Le De idiota est composé de quatre livres rédigés durant l’été 1450, dont les deux premiers forment le De sapientia ; vient ensuite le De mente, et enfin , le De staticis experimentis. Ce sont des dialogues menés par un « idiot », non pas au sens du déficient intellectuel, mais au sens du non-expert, pour retrouver la démarche socratique.

Le De sapientia développe la doctrine de la docte ignorance opposée à la science présomptueuse des livres. C’est un éloge du désir de l’intellect qui le porte vers le Verbe de Dieu.

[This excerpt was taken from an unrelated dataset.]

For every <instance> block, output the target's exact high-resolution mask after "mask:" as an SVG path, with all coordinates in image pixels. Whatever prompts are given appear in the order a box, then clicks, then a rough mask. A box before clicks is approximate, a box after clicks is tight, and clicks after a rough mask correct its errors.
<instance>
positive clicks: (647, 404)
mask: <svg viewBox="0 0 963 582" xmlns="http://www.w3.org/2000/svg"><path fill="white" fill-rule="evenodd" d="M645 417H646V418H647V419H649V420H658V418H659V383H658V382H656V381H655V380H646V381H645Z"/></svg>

Le De mente présente la théorie de la connaissance du Cusain ; on y lit véritablement son épistémologie, notamment axée sur les principes néoplatoniciens des mathématiques.

Le De staticis experimentis est une application de cette théorie à la connaissance de la nature. Nicolas de Cues promeut l’activité de la mesure, notamment de la pesée par la balance, afin de quantifier les éléments constitutifs de l’univers, avec des propositions qui anticipent l’esprit expérimental de la Renaissance.

 

La Sagesse selon l'idiot, traduction française du De Idiota (Livres I et II) par Françoise Coursaget, introduction et commentaires par Roger Bruyeron, Paris, Hermann, 2009

 

La sagesse, l'esprit, les expériences de statique selon l'Idiot, traduction française du De Idiota (en entier), éd. bilingue latin/français, trad. Françoise Coursaget, introduction et commentaires par Roger Bruyeron,Hermann, 2012.